In the same front-page story Tobe Berkovitz from Boston University mused, “I don’t think most people have the fortitude to do otherwise.”

“It’s about wealth and power,” Sherman Smith, an accountant from Atlanta, deduced. “She loses too if she abandons him.”

“Silda Spitzer, Prop Wife?” asked Patt Morrison on the Opinion L.A. blog “Stick with the marriage if that’s what you want, by all means — but let him twist in the wind alone,” she fumed.

At the Houston Chronicle, Ellen Goodman agreed. “Just once,” she wrote, “let some politician’s wife…say no to the ritual public humiliation [and] hit the jerk upside the head…” Fox News reported that even Silda’s closest friends advised her to “take the kids and run.”

Tammy Bruce hoped that “after 19 years of marriage to this MalNar [that would be “Malignant Narcissist”] Silda will make a different, and better, decision than Hillary Clinton did in the aftermath of such a remarkable betrayal.”

Part pity, part condemnation for not living up to the expectations of strangers, the insinuations of spinelessness, falseness, greed and poor decision-making strike me as groundless and mean-spirited.

It all reminds me of a bit of wisdom my daddy would sometimes repeat to me when I would presume to know the heart of another.

“Point that finger if you wish,” he would say, “but notice how, when you do, four are pointing back at you.”

Those four fingers, I think, are now telling us we are not guiltless.
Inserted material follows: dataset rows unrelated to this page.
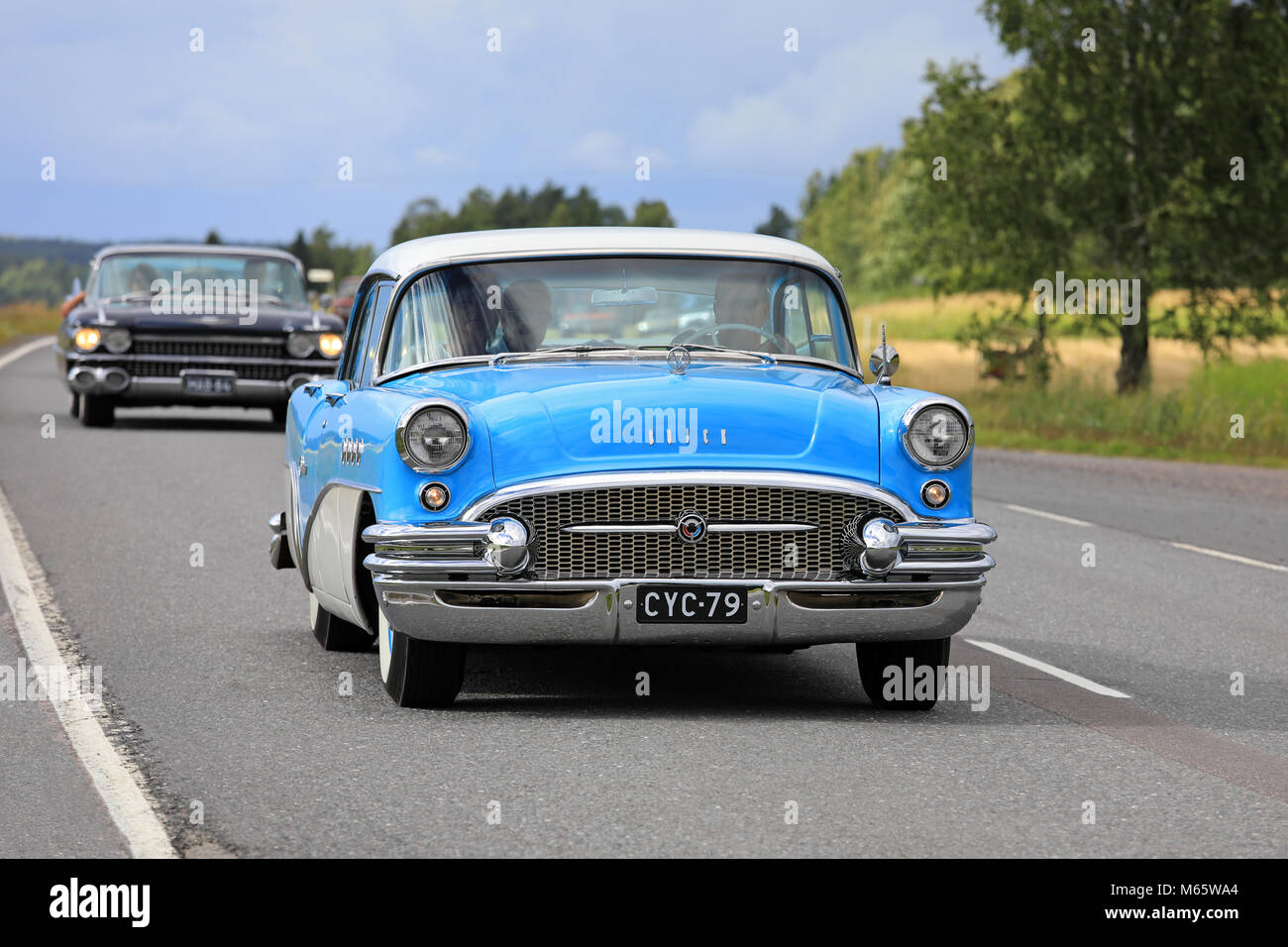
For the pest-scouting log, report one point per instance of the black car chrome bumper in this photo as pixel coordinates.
(127, 380)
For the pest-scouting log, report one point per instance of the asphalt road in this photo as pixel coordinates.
(223, 698)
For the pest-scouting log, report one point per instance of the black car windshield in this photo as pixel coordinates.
(616, 303)
(196, 281)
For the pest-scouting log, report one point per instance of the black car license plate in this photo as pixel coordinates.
(205, 382)
(691, 604)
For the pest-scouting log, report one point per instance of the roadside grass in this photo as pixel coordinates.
(26, 318)
(927, 317)
(1190, 423)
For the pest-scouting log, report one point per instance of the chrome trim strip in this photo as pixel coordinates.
(394, 566)
(648, 478)
(760, 527)
(608, 616)
(181, 337)
(945, 532)
(711, 527)
(982, 564)
(621, 527)
(134, 359)
(419, 536)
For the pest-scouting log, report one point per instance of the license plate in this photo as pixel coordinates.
(201, 382)
(691, 604)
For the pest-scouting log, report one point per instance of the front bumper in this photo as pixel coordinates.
(130, 380)
(446, 582)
For decades now we have heeded the Siren’s call of sexual freedom.

Now a new pornographic video is produced in the United States roughly every 39 minutes. Our attitudes toward the morality of sex work are at best ambivalent.

We host more than 200 million adult Web pages on the Internet. The next big host is Germany at 10 million.

A recent survey has revealed that one in four teenage girls has a sexually transmitted disease, perhaps a reflection of our attitudes on casual sex, even among children.

The divorce rate is on the decline in the United States, but only because the rate of marriage is down, too. We still have the highest divorce rate and the highest rate of solo parenting in Western world. And now we would add the Spitzer family to those statistics.

Where Jesus would say to Eliot, “Go, and sin no more,” we instead sneer, “What goes around comes around, Bub.” And to Silda, forget those 20 years of marriage, it’s, “Run, and take the kids.”